'This isn't just my mom's story,' says daughter of woman allegedly killed by partner
Abigail Robson says she moved from Nova Scotia to Alberta as a young girl with her mother 10 years ago for a fresh start.
"But I think for her, it was a bit harder coming from such a small town," Robson said of her mother, Ashley Burke, in a recent interview.
"Did we get a fresh start? Yeah. But did it end how I think we both wanted it to? No."
Burke was one of two women in Alberta who police say were killed by their intimate partners in the final days of 2024. Her body was found on a bank of the North Saskatchewan River in Edmonton on Dec. 30.
"It's important to tell my mom's story because this isn't just my mom's story," Robson said. "This has happened to many other women."
'My mom thought it was shameful'
A detective told Robson the news over the phone on Jan. 2, shortly after she returned from spending the holidays in Nova Scotia.
He began with an apology for having to deliver the following information this way.
"Then, I knew what had happened," Robson, 20, recalled.
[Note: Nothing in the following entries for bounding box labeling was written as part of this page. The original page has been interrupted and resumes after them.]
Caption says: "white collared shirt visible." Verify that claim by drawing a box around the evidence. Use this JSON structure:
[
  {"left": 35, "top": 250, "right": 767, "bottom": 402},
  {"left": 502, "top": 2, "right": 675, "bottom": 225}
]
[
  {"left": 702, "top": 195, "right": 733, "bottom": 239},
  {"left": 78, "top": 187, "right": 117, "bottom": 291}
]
She says her mom was both "a typical east coast kind of person" – friendly, funny and generous – and someone who in recent years had struggled with substance abuse and mental illness. It wasn't uncommon for Robson not to hear from her mom for a few days. They last spoke on Christmas Eve, when Burke turned 43.
"There were a few, obviously, warning signs throughout the last few months, but in that conversation, not specifically anything that stands out to me," the daughter said.
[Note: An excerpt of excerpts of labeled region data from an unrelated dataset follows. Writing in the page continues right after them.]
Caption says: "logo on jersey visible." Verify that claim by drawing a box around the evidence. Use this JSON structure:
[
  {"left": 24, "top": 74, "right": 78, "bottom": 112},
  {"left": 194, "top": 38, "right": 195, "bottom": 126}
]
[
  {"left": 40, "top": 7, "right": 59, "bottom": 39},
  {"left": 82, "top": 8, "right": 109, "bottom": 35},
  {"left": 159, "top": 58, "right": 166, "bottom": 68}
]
According to her, Burke's husband is incarcerated. She lived in Spruce Grove up until a few months before her death, when she moved in with the man accused of murdering her, Daniel Boothman, in Edmonton.
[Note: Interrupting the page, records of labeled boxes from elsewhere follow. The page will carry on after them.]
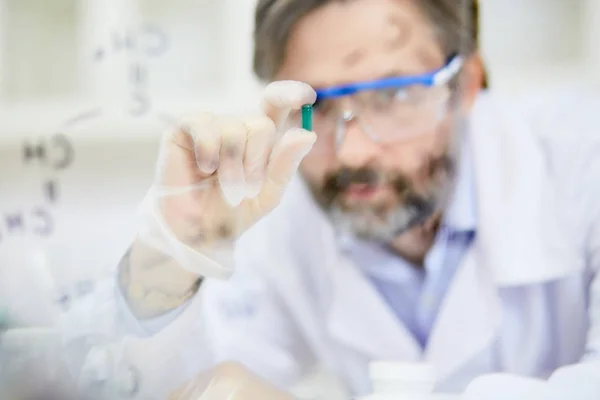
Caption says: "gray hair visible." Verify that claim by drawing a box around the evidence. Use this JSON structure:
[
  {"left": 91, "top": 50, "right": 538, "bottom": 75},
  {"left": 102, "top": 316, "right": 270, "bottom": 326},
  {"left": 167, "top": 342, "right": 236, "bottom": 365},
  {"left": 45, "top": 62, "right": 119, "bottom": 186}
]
[{"left": 254, "top": 0, "right": 487, "bottom": 87}]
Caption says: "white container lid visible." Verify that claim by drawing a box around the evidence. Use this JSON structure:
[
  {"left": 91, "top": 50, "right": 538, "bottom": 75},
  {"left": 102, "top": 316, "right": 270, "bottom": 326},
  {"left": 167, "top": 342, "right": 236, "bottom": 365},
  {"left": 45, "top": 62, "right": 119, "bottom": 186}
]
[{"left": 369, "top": 361, "right": 435, "bottom": 384}]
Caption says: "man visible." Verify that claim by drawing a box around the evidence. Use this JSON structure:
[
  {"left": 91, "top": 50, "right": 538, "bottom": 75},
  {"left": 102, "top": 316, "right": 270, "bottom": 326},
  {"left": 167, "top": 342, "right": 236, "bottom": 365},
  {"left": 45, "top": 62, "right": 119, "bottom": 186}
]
[{"left": 113, "top": 0, "right": 600, "bottom": 394}]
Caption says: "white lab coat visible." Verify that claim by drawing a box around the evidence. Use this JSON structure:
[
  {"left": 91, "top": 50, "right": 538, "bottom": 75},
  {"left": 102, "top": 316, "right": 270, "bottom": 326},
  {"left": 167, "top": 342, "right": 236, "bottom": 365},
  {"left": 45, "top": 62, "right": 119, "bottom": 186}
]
[{"left": 122, "top": 90, "right": 600, "bottom": 393}]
Although Robson accepts the police label of "intimate partner homicide," she refuted on her mom's behalf that the relationship was romantic.
"For people to assume it was a loving relationship? No," Robson told CTV News Edmonton.
"Maybe he thought that, but that wasn't her perception of it."
Robson never witnessed her mother being abused by Boothman, but had heard "things" from other people. She also believes her mom had attempted to get help from social services.
"I know sometimes my mom thought it was shameful to talk to her daughter about," she said.
Abigail Robson with her mother Ashley Burke in an undated photo. (Abigail Robson)
But Robson feels different.
"My mom's not defined by these actions and these current life events," she told CTV News Edmonton.
"I truly do believe she did the best with her circumstances in the situation she was in and I can't judge her for things that she's done – and nobody else can either – because at the end of the day, she is a kind, sweetheart person and that's how she should be remembered."
Femicide an epidemic, says shelter system
On average, a woman is killed in Canada by a former or current intimate partner every 4.2 days, according to the Alberta Council of Women's Shelters (ACWS), which calls femicide an epidemic.
The breadth of the problem was especially visible during the holiday season.
A Saint John man is accused of murdering his wife on Christmas Eve. One day before Burke's body was found in Edmonton, a Calgary woman's husband killed her and her father. On New Year's Eve, a man killed his girlfriend and her father in Halifax.
"(My mom) always made it out of every situation she was in," Robson said. "And I think you can't always take that for granted."
Speaking about how unreal the situation feels, she added, "You never think it's going to be you – and then it does happen."
Although Robson helped her mom as much as she could, she is haunted by the feeling she could have done more and urged domestic violence survivors to continue seeking help.
"If (my mom) would have just given me a phone call or anything, I would have done anything to help her."
She saw her mom's body at the funeral home on Monday.
"All I could do is just hold her and hold her hand and give her a hug and say, 'I'm so sorry for all of this,'" Robson told CTV News Edmonton. "I'm still in shock. I don't believe any of this is real."
"She'd always call me eventually. So I'm like, 'Oh, my mom's still gonna call me back in a few days.'"
According to ACWS, demand for shelter space and the number of survivors that shelters do not have room for are both at 10-year highs, exacerbated largely by the pandemic but also factors like stagnant funding, inflation, staff burnout and high turnover. In the 2022-23 fiscal year, about one in six people needing help received it. The ACWS says it answers 46 per cent more calls than it did in 2015, but has three quarters of the spending power.